Alumni, friends come to the rescue of oldest US black university

About 300 Boston civic and business leaders, both black and white, recently gathered at Saks Fifth Avenue's downtown store for an after-hours fund-raiser. For a local charity?A political candidate? No, for a black university 1,100 miles away.

The reception was organized by local alumni of Fisk University in Nashville, in an effort to raise $15,000 for the financially troubled school. Founded in 1866, Fisk, one of the nation's 10-oldest predominantly black colleges, almost closed last winter because it could not pay a fuel bill.

The university's new president, Henry Ponder, is working with the US Department of Education in a recovery effort that could be a model for other troubled black colleges.

"We shall operate in the black in 1984-85," pledges Dr. Ponder, who left Benedict College in Columbia, S.C., to head Fisk July 1.

Following the near-closing, an emergency drive to help the college was initiated by James Cheek, president of Howard University, also a black school. Fisk made it through the 1983-84 school year, but basic problems persist.

Fisk has suffered setbacks in the past decade: a drop in student enrollment from 1,600 to 600; an erosion of its endowment by more than 50 percent; and rising operating costs without an increase in revenue.

These steps have been taken to help Fisk:

* Education Secretary Terrel H. Bell has commissioned a task force on Fisk, which has recommended that the university restructure many of its operations and academic goals.

Under the Bell program, Ponder and Fisk's trustees will work with a new board of advisers for one year in a management-assistace project. These advisers will be selected by college trustees, the White House Office of Private Sector Initiatives, and the Education Department's Office of Postsecondary Education.

* Fisk will conduct a national fund-raising campaign to develop an endowment large enough to enhance faculty research and salaries, student scholarships, and special projects, as well as classroom equipment and study materials, and campus maintenance needs.

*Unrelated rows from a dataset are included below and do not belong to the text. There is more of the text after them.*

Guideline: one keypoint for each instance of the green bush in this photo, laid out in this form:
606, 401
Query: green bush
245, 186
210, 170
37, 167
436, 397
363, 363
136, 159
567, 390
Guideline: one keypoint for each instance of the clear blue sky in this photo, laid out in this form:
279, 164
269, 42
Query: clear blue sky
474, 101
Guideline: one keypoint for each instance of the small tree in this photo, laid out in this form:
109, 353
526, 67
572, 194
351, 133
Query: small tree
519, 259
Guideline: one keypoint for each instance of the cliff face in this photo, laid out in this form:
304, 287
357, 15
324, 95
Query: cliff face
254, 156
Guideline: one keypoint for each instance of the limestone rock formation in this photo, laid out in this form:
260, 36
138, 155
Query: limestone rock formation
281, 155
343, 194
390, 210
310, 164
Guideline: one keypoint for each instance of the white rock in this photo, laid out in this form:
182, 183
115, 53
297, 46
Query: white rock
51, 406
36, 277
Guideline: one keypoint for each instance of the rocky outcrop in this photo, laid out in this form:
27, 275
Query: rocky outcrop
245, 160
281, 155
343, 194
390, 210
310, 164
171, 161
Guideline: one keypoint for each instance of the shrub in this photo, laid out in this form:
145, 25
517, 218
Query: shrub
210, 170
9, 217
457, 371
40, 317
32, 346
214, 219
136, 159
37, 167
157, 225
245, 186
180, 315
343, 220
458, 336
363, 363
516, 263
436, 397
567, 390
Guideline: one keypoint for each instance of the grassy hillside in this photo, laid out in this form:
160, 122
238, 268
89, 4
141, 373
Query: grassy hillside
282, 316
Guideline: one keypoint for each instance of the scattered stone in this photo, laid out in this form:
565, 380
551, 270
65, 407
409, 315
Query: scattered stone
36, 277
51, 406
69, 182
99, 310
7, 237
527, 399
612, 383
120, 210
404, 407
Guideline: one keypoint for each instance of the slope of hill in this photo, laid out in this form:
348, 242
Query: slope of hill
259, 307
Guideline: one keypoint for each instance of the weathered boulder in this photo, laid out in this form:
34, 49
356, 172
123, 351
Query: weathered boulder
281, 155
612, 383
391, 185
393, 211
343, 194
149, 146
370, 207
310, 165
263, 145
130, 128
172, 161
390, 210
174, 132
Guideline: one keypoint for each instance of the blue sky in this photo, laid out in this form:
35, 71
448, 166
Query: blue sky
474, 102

* After one year of transition, Fisk will seek to recruit freshman classes of 500, to restore a student body size of 1,600 or more.

"The new fisk will teach young people how to live in a world of high technology, a world that often forgest about people's minds, "Ponder recently told new and returning students. "We shall be a liberal-arts college, among the best. We shall teach students how to cope with the demands of a fast-changing world."

His short-range plan for Fisk is "to get the school going for 1984-85, to let students know we are here to stay."

Secretary Bell's program is part of President Reagan's 1981 executive order calling for increased support of the nation's predominantly black colleges, says Barbara Davidson, coordinator for the Fisk task force.

"Fisk University needs and merits our assistance," the President wrote in a July 27 letter to Timothy Donaldson, head of the United Negro Colege Fund. "If this project works, it will serve as a model for helping other distressed institutions."

"I personally am concerned about Fisk University and the financial crisis it has faced in recent years," says John H. Johnson, president of Johnson Publishing Company, the nation's largest black business. His company's charity arm, the Ebony Fashion Fair, will hold two Boston fashion shows Sept. 30 to raise funds for Fisk.